El 8 Mayo de 1830, Simón Bolívar abandona Bogotá y se despide para siempre de Manuelita Sáenz, fiel y leal compañera, quien le dio amor incondicional. La Libertadora del Libertador.
En Quito, el día de la entrada triunfal del Libertador, ella le lanzó una corona de laurel desde el balcón donde se encontraban las criollas patrióticas; la corona fue a dar al rostro de Bolívar, quien un tanto airado volvió la vista a los balcones y descubrió a Manuelita.
Dicen que él dijo después que ojala todos sus soldados tuvieran la misma puntería que aquella mujer.

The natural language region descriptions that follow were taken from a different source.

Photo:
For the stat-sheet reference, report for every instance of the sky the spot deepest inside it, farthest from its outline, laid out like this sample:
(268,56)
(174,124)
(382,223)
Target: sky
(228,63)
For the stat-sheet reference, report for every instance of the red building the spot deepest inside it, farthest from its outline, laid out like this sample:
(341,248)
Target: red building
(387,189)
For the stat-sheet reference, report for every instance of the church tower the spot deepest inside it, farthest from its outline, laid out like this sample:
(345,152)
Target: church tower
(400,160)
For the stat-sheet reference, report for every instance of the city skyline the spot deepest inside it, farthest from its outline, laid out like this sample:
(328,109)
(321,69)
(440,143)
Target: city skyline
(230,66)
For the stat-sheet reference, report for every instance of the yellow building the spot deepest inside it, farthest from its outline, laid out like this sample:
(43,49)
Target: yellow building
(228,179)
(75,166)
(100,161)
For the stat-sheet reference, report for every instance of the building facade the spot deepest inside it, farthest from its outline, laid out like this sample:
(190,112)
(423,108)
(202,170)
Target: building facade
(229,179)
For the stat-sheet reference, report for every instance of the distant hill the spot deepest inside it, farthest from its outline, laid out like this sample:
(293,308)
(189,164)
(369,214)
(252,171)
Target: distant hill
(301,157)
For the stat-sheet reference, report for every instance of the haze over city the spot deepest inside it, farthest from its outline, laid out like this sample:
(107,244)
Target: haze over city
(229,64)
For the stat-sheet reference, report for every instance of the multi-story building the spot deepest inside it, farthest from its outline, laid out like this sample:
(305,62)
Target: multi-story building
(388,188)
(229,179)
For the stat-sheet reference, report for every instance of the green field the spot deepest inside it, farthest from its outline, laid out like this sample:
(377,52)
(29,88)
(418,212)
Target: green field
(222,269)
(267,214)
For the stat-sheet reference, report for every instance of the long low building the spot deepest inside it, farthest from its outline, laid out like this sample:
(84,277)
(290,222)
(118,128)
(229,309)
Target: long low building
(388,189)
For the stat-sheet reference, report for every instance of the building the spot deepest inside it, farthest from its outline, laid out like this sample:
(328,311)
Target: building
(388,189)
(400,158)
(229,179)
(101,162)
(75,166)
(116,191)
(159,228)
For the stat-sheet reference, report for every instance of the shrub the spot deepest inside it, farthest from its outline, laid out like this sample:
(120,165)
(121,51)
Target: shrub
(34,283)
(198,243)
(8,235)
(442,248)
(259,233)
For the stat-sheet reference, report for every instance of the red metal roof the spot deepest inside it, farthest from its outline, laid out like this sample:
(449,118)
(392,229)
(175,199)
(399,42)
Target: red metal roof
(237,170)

Esa misma noche la identificó en el baile de la victoria.
Desde entonces se amaron: “Hasta padecer el dolor de la soledad, de las ingratitudes y de la persecución, sobre todo después de la muerte de Bolívar”, ha escrito uno de los más documentados biógrafos de Manuela Sáenz, el ecuatoriano Alfonso Rumazo González, autor de la obra “Manuela, La Libertadora del Libertador”.
Manuela Sáenz había salvado a Bolívar de perecer en varios atentados. Quizá cuando el Libertador de América estuvo más cerca de la muerte a manos de sus enemigos políticos fue la noche del 25 de septiembre de 1828, conocida como “la noche trágica”.
Habría sido asesinado de no haberlo despertado Manuelita, de un profundo sueño, cuando los finos oídos de la quiteña escucharon los ladridos de los perros del Libertador y un ruido extraño en la casa.
Simón Bolívar se levantó sorprendido al llamado insistente de Manuelita, tomó su sable y su pistola y fue a abrir la puerta para hacerle frente al peligro, pero ella lo hizo saltar por la ventana y sólo abrió la puerta cuando comprobó que se había alejado de la residencia.
Los complotados la humillaron y maltrataron, pero no le importó, Bolívar se había salvado. Cuando él regresó a la quinta, le dijo a Manuela, delante de sus ayudantes: “¡Tú eres la Libertadora del Libertador!”. Ningún título más alto que ése.
Dos años más tarde, el 8 de mayo de 1830, se habrían de despedir para siempre, sin saberlo. Él abandonaba Bogotá, pensando en una última oportunidad para salvar su obra, pero muy abatido por la enfermedad que lo consumía y los juicios nefastos contra su persona. La Gran Colombia se despedazaba.
Ella seguiría al cuidado de los documentos confidenciales del Libertados y sobre todo vigilante de sus adversarios. Pensaban reencontrarse, quizá en Quito que tanto les agradaba a los dos. Pero siete meses después el Libertador había muerto. Comenzaba el calvario de la bella quiteña, Manuela Sáenz, hasta su muerte en Paita.
La historia de esta extraordinaria mujer que Guayasamín plasmó en un mural, colocándola entre los grandes del Ecuador ha sido exaltada con justeza, pero también a lo largo de más de un siglo negada o reducida en su rango histórico, cuando no vilipendiada. De Manuela Sáenz se han escrito numerosas páginas destacándose las de sus biógrafos Rumazo y Víctor Von Hagen.